İlkin, nedeni hala açıklanamayan, açıklamak isteyen yetkililerinde kem küm edip durduğu, ülke genelinde bir elektrik kesintisi yaşanıyor
Ayni gün, dünya kentlerinden biri olan İstanbul’un göbeğinde, en korunaklı yer olması gereken adliye sarayının içinde, pazarlığı 6 saat süren, silahlı bir terör eylemi başlıyor.
“Başarılı” olarak nitelenen bir operasyonla iki terörist ölü olarak ele geçiriliyor, rehin aldıkları savcı da şehit oluyor.
Bu “başarılı operasyonun” sonunda, şehit olan savcının vücuduna isabet eden kurşunun kaç tane olduğu bile tartışma konusu oluyor.

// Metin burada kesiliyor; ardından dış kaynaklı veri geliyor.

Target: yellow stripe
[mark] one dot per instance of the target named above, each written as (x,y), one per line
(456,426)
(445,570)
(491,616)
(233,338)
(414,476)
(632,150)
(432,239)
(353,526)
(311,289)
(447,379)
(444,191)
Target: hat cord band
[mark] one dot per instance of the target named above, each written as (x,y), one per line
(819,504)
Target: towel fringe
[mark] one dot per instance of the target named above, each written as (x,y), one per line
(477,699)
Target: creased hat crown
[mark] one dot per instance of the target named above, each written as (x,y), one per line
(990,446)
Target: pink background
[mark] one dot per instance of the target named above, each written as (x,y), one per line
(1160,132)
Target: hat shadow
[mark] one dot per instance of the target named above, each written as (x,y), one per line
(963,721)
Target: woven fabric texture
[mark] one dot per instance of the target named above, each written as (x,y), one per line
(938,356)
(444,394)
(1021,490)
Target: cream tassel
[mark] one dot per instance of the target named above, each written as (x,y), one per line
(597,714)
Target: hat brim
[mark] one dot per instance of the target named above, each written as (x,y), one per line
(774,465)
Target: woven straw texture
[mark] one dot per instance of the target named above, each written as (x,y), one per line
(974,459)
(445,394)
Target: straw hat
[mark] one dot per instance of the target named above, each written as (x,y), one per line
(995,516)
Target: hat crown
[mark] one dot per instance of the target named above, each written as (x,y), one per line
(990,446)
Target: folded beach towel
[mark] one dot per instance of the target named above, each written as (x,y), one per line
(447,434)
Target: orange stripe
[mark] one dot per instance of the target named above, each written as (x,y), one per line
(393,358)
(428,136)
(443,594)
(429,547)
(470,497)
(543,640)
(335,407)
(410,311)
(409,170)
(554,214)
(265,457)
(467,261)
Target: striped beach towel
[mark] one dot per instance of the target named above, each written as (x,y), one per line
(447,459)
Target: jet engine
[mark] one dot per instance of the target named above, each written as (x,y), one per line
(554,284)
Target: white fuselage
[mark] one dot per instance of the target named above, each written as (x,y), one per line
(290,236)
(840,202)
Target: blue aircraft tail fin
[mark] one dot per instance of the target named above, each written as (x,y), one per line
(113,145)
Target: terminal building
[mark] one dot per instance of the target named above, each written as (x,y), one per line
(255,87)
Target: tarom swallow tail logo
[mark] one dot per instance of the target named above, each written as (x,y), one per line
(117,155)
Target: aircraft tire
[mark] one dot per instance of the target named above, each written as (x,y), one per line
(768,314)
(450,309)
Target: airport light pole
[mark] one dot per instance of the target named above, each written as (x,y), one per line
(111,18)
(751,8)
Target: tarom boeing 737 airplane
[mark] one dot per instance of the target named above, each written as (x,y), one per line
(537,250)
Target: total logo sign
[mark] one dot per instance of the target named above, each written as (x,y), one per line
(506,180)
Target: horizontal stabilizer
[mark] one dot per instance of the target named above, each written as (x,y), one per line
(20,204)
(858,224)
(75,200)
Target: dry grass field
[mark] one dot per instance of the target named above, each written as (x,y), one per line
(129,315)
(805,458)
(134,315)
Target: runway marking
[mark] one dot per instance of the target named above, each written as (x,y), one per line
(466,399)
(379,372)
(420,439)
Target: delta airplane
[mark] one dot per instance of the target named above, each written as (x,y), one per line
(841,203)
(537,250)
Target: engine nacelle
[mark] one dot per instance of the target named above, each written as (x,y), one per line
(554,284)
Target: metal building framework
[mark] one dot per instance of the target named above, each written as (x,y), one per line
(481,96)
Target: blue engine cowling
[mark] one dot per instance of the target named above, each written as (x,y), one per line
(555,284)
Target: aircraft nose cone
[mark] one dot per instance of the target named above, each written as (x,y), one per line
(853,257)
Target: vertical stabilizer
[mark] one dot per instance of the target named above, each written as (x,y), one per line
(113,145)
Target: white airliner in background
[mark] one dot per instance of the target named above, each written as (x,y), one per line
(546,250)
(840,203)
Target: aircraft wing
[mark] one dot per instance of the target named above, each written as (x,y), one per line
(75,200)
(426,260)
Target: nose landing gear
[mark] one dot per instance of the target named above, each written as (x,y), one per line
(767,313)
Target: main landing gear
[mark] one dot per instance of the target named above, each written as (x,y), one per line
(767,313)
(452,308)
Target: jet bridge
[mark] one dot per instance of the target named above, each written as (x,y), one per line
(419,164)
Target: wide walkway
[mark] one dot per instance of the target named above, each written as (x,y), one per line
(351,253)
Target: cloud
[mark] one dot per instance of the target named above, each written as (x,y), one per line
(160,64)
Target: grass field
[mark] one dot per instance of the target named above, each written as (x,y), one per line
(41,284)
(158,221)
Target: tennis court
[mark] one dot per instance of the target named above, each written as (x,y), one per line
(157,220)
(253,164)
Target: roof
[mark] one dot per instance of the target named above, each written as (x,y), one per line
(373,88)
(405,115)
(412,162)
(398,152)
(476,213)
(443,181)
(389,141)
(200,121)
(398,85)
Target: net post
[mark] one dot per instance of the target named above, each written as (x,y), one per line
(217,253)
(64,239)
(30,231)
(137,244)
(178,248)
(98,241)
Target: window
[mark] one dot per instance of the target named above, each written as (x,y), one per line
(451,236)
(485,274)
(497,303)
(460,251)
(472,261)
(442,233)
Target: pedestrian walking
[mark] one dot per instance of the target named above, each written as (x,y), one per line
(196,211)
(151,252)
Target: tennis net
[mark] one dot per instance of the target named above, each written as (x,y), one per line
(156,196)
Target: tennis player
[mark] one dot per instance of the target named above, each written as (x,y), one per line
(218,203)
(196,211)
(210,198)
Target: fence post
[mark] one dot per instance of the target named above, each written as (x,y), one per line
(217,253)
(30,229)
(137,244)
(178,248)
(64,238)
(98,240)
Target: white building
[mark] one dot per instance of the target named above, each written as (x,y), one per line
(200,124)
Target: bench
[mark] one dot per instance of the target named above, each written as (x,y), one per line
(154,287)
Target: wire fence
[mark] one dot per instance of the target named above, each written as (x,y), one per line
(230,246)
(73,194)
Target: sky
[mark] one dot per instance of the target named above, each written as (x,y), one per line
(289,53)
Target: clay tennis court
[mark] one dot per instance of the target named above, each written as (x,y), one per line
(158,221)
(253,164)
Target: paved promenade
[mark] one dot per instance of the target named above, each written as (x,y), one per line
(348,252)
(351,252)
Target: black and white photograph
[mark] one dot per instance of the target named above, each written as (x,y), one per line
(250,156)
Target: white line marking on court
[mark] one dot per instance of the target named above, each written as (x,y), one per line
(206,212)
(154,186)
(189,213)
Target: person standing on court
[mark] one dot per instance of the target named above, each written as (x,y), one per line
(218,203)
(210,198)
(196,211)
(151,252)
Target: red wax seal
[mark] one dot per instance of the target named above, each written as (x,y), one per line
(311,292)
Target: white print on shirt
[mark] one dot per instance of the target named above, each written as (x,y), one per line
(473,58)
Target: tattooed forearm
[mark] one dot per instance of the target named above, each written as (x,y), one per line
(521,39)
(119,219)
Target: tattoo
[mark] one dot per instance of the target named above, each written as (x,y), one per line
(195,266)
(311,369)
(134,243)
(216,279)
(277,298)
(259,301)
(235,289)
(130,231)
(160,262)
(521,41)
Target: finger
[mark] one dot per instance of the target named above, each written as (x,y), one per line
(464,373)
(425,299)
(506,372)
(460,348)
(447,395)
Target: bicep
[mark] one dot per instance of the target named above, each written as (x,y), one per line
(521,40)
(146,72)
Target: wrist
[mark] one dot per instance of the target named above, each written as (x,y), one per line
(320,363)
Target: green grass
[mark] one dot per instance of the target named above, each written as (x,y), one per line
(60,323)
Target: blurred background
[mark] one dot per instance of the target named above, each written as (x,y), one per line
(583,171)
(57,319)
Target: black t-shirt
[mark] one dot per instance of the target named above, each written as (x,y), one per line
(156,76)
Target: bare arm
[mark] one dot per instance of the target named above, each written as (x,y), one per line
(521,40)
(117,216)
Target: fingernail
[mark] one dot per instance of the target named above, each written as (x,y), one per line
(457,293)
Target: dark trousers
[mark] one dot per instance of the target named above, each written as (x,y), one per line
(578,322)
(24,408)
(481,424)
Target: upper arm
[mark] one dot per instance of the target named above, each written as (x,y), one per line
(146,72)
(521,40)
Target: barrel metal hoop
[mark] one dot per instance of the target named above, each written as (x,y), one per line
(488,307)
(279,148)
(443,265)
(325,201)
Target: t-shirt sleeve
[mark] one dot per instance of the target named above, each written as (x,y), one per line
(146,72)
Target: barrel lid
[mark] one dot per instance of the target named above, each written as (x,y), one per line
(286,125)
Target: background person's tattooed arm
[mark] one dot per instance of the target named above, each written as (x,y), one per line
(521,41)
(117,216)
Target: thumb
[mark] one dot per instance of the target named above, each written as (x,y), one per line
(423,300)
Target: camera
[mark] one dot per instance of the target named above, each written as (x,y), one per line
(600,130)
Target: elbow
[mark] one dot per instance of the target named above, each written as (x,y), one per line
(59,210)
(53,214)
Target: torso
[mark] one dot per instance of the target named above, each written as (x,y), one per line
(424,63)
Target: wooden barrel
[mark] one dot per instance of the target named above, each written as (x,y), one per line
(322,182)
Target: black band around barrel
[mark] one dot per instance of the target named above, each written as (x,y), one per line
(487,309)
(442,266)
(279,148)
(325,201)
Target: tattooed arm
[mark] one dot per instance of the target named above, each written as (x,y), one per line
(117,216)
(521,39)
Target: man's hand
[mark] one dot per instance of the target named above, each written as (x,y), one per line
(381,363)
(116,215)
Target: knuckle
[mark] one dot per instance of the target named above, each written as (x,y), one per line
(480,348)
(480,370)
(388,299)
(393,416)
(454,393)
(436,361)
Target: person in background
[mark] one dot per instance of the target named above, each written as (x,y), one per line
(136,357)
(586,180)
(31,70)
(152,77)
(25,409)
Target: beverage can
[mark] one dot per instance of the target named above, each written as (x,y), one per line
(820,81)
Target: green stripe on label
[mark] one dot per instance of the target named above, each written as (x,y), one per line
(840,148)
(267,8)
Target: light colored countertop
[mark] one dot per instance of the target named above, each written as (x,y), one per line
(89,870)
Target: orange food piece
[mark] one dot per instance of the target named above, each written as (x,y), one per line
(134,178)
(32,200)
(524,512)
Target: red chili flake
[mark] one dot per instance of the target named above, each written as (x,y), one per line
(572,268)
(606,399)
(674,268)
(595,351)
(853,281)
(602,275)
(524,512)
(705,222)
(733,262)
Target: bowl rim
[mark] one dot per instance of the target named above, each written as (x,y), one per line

Cumhurbaşkanının savcının evine taziye ziyareti, parti mitingine dönüyor, ana muhalefet partisinin genel başkanının taziye ziyaretinde yuhlar ve pet şişeler havada uçuyor.
Ardından yine dünya kenti koca İstanbul’un emniyet müdürlüğüne uzun namlulu silahla saldırı olayı yaşanıyor.
Aranan bir bayan terörist ölü olarak ele geçiriliyor.
Ülkede böyle terör olayları yaşanırken ve bu iki olaydaki teröristler belliyken ve aranırken istihbarat örgütleri sorgulanmıyor.
İki gün sonra oynadığı maçtan dönen Fenerbahçe futbolcularının içinde bulunduğu otobüse silahlı saldırı yapılıyor, otobüsün sürücüsü yaralanıyor.
Otobüsteki bir güvenlik görevlisinin dikkatiyle, araç durdurularak devrilmesi önleniyor.
Ülke sanki barut fıçısı demekte haksız mıyım?
Ve işin ilginç yanı, “başarılı” olarak nitelenen adalet sarayı operasyonunun faturası, günlerini kutlamaya iki gün kala avukatlara kesiliyor.
Olaylarda bir sürü soru işareti var…
x
Bu yazım yayınlanıncaya kadar yeni bir olay yaşandı mı bilemiyorum.
Ve ülke topallaya topallaya 7 Haziran seçimine doğru ilerliyor.
Ve biz hala “ekmek alma belgesi” ile uğraşıyoruz.
Seçim kazanmayı neredeyse bir ölüm kalım savaşı haline getirenlerin ise, sık sık demokrasiden söz etmelerine şaşıp kalıyorum.
Benim cennet ülkem ve bu cennet ülkede yaşayan iyi insanlar, bu kargaşaları, kıyımları, yalanları, aldatmacaları hak etmiyor.